RE: Auto-detect and encodings in HTML5

EBCDIC and its national language variants, including visual encoding of bidi languages, are in use and will continue to be in use as long as mainframes are in use. A large quantity of data is stored in mainframes in EBCDIC and its variants, and the easiest way of interfacing this data to an HTML UI is by using the encoding features of HTML.

 

I have no objection to banning auto-detection and to making the default HTML encoding UTF8.

 

Jony Rosenne

 

 

From: www-international-request@w3.org [mailto:www-international-request@w3.org] On Behalf Of Phillips, Addison
Sent: Wednesday, May 27, 2009 2:54 AM
To: Travis Leithead; public-html@w3.org; www-international@w3.org; Richard Ishida; Ian Hickson
Cc: Chris Wilson; Harley Rosnow
Subject: RE: Auto-detect and encodings in HTML5

 

Hello Travis,

 

The Internationalization WG is, of course, quite interested in the problem of encoding management and detection in HTML5. 

 

I have added your note to the Internationalization WG’s agenda for our upcoming teleconference.

 

Regards,

 

Addison

 

Addison Phillips

Globalization Architect -- Lab126

Chair -- W3C Internationalization WG

 

Internationalization is not a feature.

It is an architecture.

 

From: www-international-request@w3.org [mailto:www-international-request@w3.org] On Behalf Of Travis Leithead
Sent: Tuesday, May 26, 2009 4:46 PM
To: public-html@w3.org; www-international@w3.org; Richard Ishida; Ian Hickson
Cc: Chris Wilson; Harley Rosnow
Subject: Auto-detect and encodings in HTML5

 

Ian, UA venders, and HTML/I18n mailing list folks:

 

I'd like to present the following feedback from one of our lead 

Trident developers on the IE team. He and I work on a number of 

parts of the web platform; the encoding and auto-detect subsystem 

being the one most relevant to this mail. I'd really like to 

generate some discussion from the other browser UAs on the this 

topic.

 

The basic idea is that we feel like there are a few places that 

the HTML5 spec could make assertions to improve the web's 

international support and future ease of interoperability 

regarding encodings and auto-detect. We recognize the need to be 

as compatible as possible with currently deployed web sites, and 

the technique proposed to maintain compatibility is by leveraging 

the "HTML5 doctype". I don't want to focus too much on that 

particular aspect of the proposal (though it's important), but to 

also consider the implications and scenarios as well.

 

The proposal is straight-forward. Only in pages with the HTML5 doctype:

 

1.  Forbid the use of auto-detect heuristics for HTML encodings.

 

2.  Forbid the use problematic encodings such as UTF7 and EBCDIC.

 

    Essentially, get rid of the classes of encodings in which 

    Jscript and tags do not correspond to simple ASCII characters 

    in the raw byte stream.

 

3.  Only handling the encoding in the first META tag within the 

    HEAD and requiring that the HEAD and META tags to appear within

    a well-defined, fixed byte distance into the file to take effect.

 

4.  Require the default HTML encoding to be UTF8.

 

I realize these changes depart somewhat from current practice and 

may seem constraining.  But, I was very pleased to see UTF7 already 

excluded and EBCDIC discouraged in the HTML5 draft.  The META tag 

is supposed to be the first after the HEAD according to the draft.

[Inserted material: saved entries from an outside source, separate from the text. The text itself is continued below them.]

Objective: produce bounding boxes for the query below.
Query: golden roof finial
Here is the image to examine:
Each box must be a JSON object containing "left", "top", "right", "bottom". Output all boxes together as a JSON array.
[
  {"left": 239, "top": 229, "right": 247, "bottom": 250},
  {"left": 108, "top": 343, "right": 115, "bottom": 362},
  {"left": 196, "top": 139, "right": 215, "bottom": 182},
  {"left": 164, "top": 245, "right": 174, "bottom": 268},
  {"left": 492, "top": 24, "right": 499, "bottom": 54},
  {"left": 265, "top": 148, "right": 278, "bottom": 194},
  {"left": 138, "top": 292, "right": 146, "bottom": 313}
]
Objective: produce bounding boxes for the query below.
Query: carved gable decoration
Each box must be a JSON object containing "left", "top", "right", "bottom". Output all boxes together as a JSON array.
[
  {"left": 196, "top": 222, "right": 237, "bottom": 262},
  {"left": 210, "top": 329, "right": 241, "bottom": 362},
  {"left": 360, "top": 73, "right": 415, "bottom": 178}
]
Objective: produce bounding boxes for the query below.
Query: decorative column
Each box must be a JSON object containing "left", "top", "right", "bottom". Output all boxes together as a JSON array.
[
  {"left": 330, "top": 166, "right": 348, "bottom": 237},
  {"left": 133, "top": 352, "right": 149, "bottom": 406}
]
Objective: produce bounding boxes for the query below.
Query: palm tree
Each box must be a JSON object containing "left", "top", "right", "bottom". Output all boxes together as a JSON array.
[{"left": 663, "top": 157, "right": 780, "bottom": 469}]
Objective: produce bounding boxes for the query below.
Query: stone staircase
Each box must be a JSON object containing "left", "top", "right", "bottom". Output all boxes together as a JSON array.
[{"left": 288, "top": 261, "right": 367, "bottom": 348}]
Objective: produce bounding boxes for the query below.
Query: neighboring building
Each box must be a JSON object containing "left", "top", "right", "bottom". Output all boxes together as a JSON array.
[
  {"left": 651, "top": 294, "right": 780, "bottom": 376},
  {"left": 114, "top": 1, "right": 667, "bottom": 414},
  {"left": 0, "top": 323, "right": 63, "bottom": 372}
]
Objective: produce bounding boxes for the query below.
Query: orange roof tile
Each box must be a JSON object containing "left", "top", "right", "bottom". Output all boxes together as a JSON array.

But, if we could get substantial agreement from the various user 

agents to tighten up the behavior covering this handling, we can 

greatly improve the Internet in the following regards:

 

 

A.  HTML5 would no longer be vulnerable to script injection from 

    encodings such as UTF7 and EBCDIC which then tricks the auto-

    detection code to reinterpret the entire page and run the 

    injected script.  

 

    (Harley: I’ve had to fix a number of issues related to these 

    security vulnerabilities but the problem is systemic in the 

    products and the standard doesn’t help.)

 

B.  HTML5 would be able to process markup more efficiently by 

    reducing the scanning and computation required to merely 

    determine the encoding of the file.

 

C.  Since sometimes the heuristics or default encoding uses 

    information about the user’s environment, we often see pages 

    that display quite differently from one region to another. 

    As much as possible, browsing from across the globe should 

    give a consistent experience for a given page.  (Basically, I 

    want my children to one day stop seeing garbage when they 

    browse Japanese web sites from the US.)

 

D.  We’d greatly increase the consistency of implementation of 

    markup handling by the various user agents. These openings 

    for UA-specific heuristics and decisions, undermines the 

    benefits of standards and standardization.

 

Thanks,

 

Travis and Harley

 

Internet Explorer Program Management/Development

Microsoft Corporation

 

Received on Wednesday, 27 May 2009 04:40:39 UTC